Maybe it's time for Duluth and Superior drivers to go back to relearn how to drive!

For most people, drivers instruction happens during their high school years - usually around their 16th birthday. Too often once that drivers license is obtained, people start to pick up bad habits that are not only unsafe but also illegal.

While I don't pretend to be a perfect driver myself, there is something that I see happen on streets and highways more often than I used to.  It has to do with swerving into the lane of oncoming traffic to avoid an obstacle in yours.
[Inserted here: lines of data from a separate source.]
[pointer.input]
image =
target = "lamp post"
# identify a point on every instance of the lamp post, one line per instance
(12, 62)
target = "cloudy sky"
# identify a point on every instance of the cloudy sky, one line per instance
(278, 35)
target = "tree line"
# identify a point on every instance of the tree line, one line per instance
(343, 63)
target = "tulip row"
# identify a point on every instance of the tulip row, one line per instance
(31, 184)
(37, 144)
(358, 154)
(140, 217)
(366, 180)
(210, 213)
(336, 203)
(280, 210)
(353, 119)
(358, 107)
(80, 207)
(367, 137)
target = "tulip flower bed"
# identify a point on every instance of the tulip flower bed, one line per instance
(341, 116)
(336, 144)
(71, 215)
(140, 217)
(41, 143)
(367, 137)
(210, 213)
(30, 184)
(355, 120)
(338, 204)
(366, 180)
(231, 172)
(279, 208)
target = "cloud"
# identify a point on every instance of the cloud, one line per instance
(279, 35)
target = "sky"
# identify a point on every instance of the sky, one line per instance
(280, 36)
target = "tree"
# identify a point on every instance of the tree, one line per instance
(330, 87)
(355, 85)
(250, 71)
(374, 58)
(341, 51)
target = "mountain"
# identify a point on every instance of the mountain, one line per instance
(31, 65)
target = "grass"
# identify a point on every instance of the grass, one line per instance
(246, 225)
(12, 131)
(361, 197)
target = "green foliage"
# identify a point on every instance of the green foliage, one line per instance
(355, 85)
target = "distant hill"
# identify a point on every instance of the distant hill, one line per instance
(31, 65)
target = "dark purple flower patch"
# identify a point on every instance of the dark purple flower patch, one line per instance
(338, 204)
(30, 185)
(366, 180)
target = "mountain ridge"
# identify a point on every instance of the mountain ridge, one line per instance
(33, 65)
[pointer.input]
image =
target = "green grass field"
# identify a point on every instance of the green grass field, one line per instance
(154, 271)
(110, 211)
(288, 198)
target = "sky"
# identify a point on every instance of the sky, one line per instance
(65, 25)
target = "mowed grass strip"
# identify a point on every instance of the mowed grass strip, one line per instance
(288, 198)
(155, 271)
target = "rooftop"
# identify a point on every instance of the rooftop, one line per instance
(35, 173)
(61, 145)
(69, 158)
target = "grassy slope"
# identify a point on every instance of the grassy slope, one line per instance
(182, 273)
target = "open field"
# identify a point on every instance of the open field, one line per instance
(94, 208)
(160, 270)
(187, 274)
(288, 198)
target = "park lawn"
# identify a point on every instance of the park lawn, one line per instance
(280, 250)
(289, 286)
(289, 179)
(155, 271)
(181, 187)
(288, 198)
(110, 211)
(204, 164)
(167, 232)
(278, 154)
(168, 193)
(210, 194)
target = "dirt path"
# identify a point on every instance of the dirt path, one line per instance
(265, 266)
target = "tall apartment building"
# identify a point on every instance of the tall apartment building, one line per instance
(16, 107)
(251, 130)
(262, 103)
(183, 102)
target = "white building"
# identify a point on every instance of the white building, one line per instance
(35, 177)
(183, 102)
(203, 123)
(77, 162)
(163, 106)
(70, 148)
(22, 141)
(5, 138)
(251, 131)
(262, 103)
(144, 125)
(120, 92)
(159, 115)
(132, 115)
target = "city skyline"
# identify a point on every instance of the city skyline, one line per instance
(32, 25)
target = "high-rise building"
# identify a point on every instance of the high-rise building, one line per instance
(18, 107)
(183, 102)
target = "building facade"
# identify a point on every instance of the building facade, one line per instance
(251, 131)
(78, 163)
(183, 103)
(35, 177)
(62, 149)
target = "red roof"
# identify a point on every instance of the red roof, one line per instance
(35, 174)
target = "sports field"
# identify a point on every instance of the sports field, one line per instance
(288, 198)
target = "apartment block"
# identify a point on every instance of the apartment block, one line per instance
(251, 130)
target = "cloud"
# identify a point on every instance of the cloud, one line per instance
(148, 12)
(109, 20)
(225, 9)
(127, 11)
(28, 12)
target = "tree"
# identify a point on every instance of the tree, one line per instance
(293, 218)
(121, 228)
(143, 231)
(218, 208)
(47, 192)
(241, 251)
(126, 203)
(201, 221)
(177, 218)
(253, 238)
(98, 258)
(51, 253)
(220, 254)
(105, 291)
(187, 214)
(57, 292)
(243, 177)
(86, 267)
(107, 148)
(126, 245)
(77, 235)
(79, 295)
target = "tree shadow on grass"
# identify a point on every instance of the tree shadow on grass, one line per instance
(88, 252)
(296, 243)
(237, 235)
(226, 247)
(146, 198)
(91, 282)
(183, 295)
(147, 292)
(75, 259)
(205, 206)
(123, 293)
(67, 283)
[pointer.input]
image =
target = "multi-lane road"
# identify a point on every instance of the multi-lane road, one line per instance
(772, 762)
You've seen it I'm sure.  You're driving along in your lane on the right hand side, and an oncoming vehicle in the left lane encounters something it their way - a bicyclist, pedestrian, a parked car, even debris. In order for them to avoid the obstacle in their lane, the oncoming vehicle swerves over into your lane, expecting you to yield to them.

It's against the law and it's unsafe.

According to Minnesota Statutes Transportation (Ch. 160-174A) 169.18. Driving rules, subsection 5:

"No vehicle shall be driven to the left side of the center of the roadway in overtaking and passing another vehicle proceeding in the same direction unless such left side is clearly visible and is free of oncoming traffic for a sufficient distance ahead to permit such overtaking and passing to be completely made without interfering with the safe operation of any vehicle approaching from the opposite direction or any vehicle overtaken.  In every event the overtaking vehicle must return to the right-hand side of the roadway before coming within 100 feet of any vehicle approaching from the opposite direction."
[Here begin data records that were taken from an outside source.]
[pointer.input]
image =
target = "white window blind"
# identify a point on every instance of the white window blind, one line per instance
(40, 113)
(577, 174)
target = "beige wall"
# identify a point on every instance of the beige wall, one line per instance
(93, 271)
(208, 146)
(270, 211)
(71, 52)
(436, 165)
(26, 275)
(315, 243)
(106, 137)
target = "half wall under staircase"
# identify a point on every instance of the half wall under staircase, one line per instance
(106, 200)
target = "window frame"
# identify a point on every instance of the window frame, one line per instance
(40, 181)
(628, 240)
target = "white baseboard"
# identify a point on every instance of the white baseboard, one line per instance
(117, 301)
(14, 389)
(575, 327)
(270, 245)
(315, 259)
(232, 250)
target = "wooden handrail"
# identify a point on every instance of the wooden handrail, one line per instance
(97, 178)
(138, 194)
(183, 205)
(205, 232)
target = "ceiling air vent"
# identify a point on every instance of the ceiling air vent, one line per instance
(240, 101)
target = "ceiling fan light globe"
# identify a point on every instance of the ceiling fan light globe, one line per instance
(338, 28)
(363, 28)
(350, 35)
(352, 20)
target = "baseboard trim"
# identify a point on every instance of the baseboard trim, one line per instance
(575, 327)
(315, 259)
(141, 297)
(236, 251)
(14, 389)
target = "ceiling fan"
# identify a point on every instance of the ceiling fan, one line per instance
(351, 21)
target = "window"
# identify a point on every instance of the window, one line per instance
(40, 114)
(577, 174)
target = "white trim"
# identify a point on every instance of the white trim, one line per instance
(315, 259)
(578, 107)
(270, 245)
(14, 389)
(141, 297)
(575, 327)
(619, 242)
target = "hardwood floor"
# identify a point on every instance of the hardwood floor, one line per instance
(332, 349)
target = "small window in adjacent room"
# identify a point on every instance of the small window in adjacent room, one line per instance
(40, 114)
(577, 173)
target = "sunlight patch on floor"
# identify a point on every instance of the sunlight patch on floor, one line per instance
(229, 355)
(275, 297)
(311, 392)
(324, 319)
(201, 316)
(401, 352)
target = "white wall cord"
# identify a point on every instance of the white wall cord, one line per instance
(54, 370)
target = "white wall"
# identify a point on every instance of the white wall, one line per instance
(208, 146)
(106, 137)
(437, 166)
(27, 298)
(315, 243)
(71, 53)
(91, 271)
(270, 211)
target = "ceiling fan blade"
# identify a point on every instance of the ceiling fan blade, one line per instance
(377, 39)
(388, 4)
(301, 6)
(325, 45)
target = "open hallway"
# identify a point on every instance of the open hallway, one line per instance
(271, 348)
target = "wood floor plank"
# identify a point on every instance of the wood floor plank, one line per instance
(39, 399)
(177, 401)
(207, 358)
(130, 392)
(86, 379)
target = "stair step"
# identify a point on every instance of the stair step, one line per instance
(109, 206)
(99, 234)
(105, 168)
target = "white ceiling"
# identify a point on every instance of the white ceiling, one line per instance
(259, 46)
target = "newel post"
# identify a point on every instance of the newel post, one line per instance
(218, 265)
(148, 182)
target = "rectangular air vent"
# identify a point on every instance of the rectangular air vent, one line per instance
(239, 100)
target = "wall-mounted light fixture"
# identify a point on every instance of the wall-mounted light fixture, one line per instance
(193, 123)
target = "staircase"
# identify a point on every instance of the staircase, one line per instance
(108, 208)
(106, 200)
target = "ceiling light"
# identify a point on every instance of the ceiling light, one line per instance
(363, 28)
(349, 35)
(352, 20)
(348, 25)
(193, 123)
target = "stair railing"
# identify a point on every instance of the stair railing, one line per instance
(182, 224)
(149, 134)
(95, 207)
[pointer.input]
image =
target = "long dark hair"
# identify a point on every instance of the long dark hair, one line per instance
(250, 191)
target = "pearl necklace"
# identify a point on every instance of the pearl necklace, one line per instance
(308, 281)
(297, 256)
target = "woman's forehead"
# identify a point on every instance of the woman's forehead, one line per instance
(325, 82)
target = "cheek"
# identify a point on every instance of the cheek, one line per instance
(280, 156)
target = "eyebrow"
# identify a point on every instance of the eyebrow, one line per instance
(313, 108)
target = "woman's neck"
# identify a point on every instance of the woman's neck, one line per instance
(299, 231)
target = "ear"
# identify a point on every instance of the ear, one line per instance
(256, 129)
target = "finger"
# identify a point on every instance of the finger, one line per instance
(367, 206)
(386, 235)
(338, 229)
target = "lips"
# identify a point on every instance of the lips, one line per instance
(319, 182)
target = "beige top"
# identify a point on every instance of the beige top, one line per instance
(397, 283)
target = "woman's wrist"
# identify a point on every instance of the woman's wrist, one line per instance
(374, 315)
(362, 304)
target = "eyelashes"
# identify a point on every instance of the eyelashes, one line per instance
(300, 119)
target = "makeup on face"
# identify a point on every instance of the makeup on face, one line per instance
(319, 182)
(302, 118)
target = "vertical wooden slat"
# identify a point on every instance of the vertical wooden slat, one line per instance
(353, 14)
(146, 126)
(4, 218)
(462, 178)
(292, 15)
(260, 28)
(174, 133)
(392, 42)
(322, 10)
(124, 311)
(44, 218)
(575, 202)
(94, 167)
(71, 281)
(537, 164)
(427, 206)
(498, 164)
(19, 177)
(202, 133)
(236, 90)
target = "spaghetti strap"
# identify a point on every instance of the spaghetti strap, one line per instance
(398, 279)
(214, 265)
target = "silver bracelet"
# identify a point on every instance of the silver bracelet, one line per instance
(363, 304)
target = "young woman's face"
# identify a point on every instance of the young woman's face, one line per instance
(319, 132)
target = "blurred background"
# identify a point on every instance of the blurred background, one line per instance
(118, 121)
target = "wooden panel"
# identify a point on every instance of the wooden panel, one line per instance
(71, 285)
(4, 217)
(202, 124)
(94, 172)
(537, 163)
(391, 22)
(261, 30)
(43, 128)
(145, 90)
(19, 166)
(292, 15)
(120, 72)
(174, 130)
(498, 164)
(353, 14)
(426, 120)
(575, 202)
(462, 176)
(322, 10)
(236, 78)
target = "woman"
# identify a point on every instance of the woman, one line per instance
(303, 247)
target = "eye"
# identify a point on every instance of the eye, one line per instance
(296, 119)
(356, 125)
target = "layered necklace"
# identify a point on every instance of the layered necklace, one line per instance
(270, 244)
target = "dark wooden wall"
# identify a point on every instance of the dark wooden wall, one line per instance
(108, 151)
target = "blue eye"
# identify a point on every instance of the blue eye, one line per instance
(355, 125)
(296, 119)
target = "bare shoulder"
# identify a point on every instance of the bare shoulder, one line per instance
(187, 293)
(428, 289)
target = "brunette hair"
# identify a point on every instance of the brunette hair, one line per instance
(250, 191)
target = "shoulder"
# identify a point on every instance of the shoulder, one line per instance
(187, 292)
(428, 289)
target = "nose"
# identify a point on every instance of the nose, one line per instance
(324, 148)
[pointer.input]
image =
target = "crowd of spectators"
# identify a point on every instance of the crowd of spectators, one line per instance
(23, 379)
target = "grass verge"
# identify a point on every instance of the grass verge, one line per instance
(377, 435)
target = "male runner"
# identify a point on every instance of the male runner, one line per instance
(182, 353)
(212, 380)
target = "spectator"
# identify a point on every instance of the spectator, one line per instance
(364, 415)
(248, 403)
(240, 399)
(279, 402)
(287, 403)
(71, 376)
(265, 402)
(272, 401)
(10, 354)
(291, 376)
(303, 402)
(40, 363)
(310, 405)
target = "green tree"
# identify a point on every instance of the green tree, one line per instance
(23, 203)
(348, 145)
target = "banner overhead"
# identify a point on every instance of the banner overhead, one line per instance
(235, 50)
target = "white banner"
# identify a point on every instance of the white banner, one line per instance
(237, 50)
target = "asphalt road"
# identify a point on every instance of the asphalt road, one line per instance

To summarize, no vehicle is allowed to drive to the left of the center line (for passing or - in the case of this article - for avoiding an obstruction) unless that left hand lane "is clearly visible and is free of oncoming traffic for a sufficient distance".
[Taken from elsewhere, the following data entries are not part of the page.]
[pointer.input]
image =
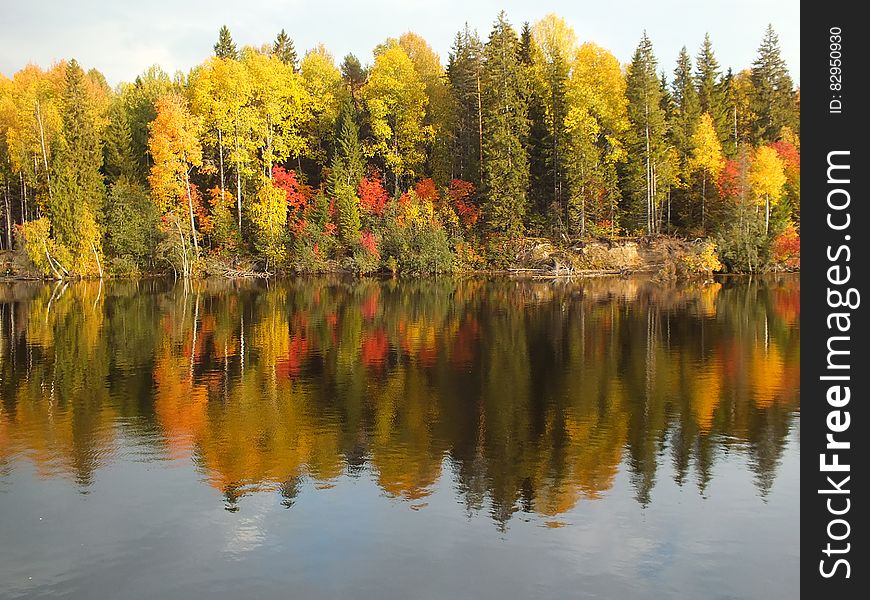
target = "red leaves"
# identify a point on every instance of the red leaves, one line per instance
(297, 193)
(370, 243)
(372, 195)
(788, 153)
(787, 247)
(426, 190)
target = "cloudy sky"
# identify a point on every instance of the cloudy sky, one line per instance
(121, 38)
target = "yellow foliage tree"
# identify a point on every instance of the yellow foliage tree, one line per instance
(706, 158)
(175, 148)
(767, 178)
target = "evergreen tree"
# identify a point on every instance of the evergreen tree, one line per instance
(505, 118)
(773, 99)
(554, 49)
(686, 105)
(464, 71)
(537, 143)
(682, 123)
(354, 75)
(118, 148)
(225, 47)
(77, 202)
(284, 50)
(646, 140)
(708, 80)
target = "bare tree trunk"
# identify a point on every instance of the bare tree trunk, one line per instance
(480, 126)
(50, 263)
(239, 195)
(97, 256)
(42, 143)
(190, 209)
(23, 198)
(221, 154)
(8, 213)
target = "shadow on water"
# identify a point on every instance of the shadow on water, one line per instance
(534, 395)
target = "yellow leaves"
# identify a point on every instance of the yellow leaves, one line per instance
(767, 175)
(396, 99)
(554, 39)
(269, 216)
(706, 149)
(174, 147)
(280, 106)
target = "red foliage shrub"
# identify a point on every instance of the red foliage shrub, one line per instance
(372, 195)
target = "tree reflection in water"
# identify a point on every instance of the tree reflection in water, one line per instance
(533, 394)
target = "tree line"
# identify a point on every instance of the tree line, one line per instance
(258, 156)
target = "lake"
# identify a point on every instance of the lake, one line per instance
(442, 438)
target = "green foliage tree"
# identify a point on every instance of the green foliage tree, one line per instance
(395, 97)
(505, 118)
(706, 158)
(553, 52)
(79, 192)
(348, 168)
(773, 96)
(708, 78)
(284, 50)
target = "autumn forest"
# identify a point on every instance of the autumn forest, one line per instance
(267, 160)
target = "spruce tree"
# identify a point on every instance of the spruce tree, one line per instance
(464, 71)
(773, 94)
(225, 46)
(708, 80)
(537, 143)
(348, 165)
(646, 139)
(118, 158)
(683, 120)
(354, 75)
(505, 118)
(284, 50)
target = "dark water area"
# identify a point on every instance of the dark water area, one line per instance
(445, 438)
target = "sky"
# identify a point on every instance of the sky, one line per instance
(122, 38)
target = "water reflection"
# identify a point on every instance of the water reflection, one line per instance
(521, 395)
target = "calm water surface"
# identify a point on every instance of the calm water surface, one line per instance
(320, 438)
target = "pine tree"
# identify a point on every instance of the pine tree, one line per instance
(686, 105)
(554, 48)
(646, 143)
(537, 143)
(773, 99)
(506, 166)
(284, 50)
(225, 47)
(77, 202)
(708, 80)
(118, 158)
(464, 71)
(348, 166)
(354, 75)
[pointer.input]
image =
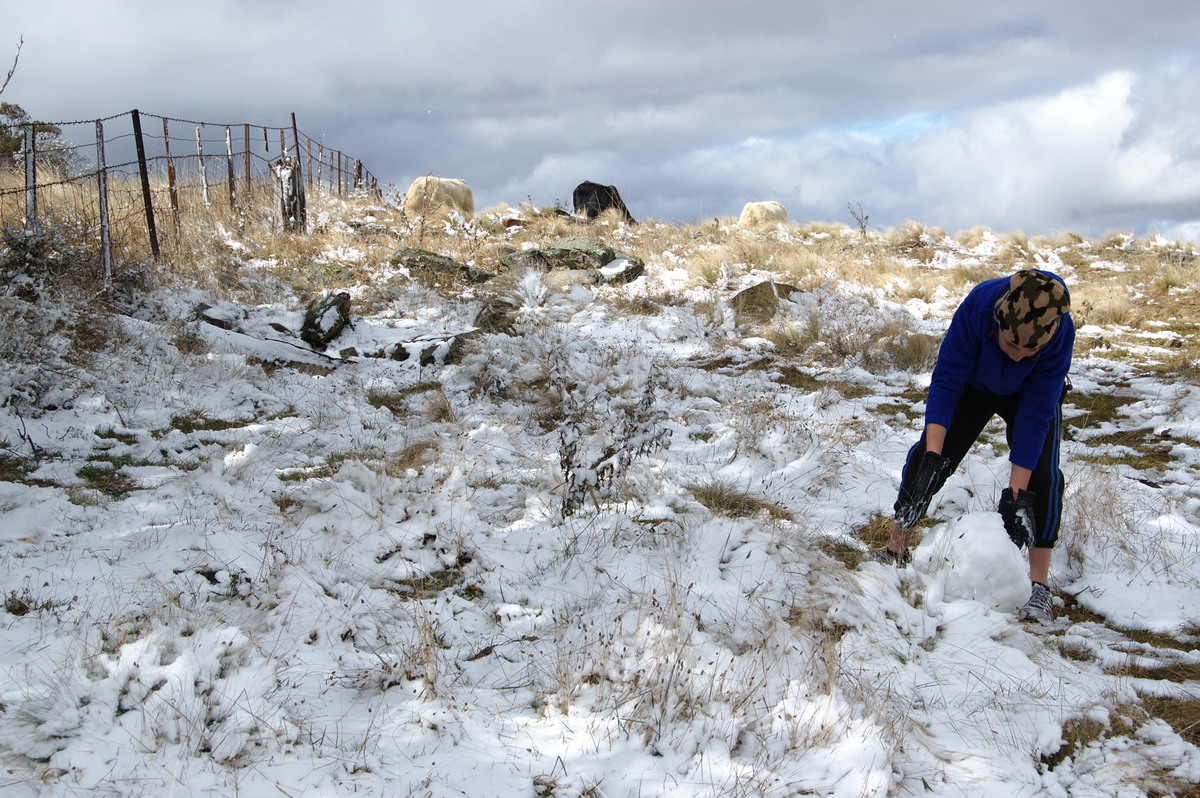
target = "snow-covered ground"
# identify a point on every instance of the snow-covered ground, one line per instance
(225, 579)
In other words if you encounter an obstruction in your lane and there is a vehicle in the oncoming lane, you should slow down enough to stay in your lane until the oncoming lane is clear; then and only then can you cross that center line in order to pass or clear the obstruction in your lane.

Sounds simple.  But for whatever reason it apparently isn't.

I routinely encounter oncoming vehicles that cross over into my lane of traffic so that they can avoid the obstacle in their lane - forcing me to react in some fashion (i.e. slow down, brake, swerve to avoid them). And usually - no matter how I react - I get the "looks" from that oncoming driver, like I wasn't reacting enough to avoid their illegal lane cross over.

Look.  I'm all for being accommodating.  And of course I'm courteous and respectful enough to "make room" so that nothing unsafe happens.  But I also believe that that accommodation is a two-way street - especially when that other driver is flagrantly violating the law.